The Update Custom Track page provides sections for modifying the track configuration information (the browser lines and track lines), the annotation data, and the descriptive documentation that accompanies the track. Existing track configuration lines are displayed in the top "Edit configuration" text box. In the current implementation of this utility, the existing annotation data is not displayed. Because of this, the data cannot be incrementally edited through this interface, but instead must be fully replaced using one of the data entry methods described in Loading a Custom Track into the Genome Browser. If description text has been uploaded for the track, it will be displayed in the track documentation edit box, where it may be edited or completely replaced. Once you have completed your updates, click the Submit button to upload the new data into the Genome Browser.

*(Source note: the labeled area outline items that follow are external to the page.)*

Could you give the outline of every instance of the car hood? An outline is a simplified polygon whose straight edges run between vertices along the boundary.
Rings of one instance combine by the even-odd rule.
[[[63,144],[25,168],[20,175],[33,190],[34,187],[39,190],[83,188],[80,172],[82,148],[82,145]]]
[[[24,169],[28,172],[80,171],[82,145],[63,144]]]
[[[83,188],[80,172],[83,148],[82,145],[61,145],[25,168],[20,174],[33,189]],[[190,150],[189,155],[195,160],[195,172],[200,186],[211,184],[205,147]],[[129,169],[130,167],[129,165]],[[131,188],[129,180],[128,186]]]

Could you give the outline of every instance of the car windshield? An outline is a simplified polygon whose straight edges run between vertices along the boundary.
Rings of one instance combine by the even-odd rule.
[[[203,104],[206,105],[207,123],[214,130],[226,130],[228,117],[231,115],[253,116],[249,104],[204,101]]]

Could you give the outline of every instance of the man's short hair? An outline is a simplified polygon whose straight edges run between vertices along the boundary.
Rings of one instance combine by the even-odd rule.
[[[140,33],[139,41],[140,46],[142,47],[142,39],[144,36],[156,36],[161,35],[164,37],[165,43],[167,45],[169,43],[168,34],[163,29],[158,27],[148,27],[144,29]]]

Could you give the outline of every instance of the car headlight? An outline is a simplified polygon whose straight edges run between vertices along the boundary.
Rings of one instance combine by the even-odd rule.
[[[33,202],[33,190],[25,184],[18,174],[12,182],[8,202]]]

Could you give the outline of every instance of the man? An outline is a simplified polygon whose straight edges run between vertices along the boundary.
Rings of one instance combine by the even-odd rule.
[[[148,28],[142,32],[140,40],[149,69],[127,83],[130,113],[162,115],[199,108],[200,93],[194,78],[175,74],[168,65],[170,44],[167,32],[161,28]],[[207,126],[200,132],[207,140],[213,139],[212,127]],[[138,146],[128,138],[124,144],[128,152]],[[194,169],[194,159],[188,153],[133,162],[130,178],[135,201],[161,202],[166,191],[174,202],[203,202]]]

If the data or description text for your custom track was originally loaded from a file on your hard disk or server, you should first edit the file, then reload it from the Update Custom Track page using the "Browse" button. Note that edits made on this page to description text uploaded from a file will not be saved to the original file on your computer or server. Because of this, we recommend that you use the documentation edit box only for changes made to text that was typed or pasted in.

Browser Lines

Browser lines configure the overall display of the Genome Browser window when your annotation file is uploaded. Each line defines one display attribute. Browser lines consist of the format:

browser attribute_name attribute_value(s)

For example, if the browser line browser position chr22:1-20000 is included in the annotation file, the Genome Browser window will initially display the first 20000 bases of chr 22.

The following browser line attribute name/value options are available. The value track_name must be set to the name of the primary table on which the the track is based. To identify this table, open up the Table Browser, select the correct genome assembly, then select the track name from the track list. The table list will show the primary table. Alternatively, the primary table name can be obtained from a mouseover on the track name in the track control section.

Note that composite track subtracks are not valid track_name values. To find the symbolic name of a composite track, look in the tableName field in the trackDb table, or mouseover the track name in the track control section. It is not possible to display only a subset of the subtracks at this time.

position <position> - Determines the part of the genome that the Genome Browser will initially open to, in chromosome:start-end format.
pix width
hide all - Hides all annotation tracks except for those listed in the custom track file.
hide <track_name(s)> - Hides the listed tracks. Multiple track names should be space-separated.
dense all - Displays all tracks in dense mode. NOTE: Use the "all" option cautiously. If the browser display includes a large number of tracks or a large position range, this option may overload your browser's resources and cause an error or timeout.
dense <track_name(s)> - Displays the specified tracks in dense mode. Symbolic names must be used. Multiple track names should be space-separated.
pack all - Displays all tracks in pack mode. See NOTE for "dense all".
pack <track_name(s)> - Displays the specified tracks in pack mode. Symbolic names must be used. Multiple track names should be space-separated.
squish all - Displays all tracks in squish mode. See NOTE for "dense all".
squish <track_name(s)> - Displays the specified tracks in squish mode. Symbolic names must be used. Multiple track names should be space-separated.
full all - Displays all tracks in full mode. See NOTE for "dense all".
full <track_name(s)> - Displays the specified tracks in full mode. Symbolic names must be used. Multiple track names should be space-separated.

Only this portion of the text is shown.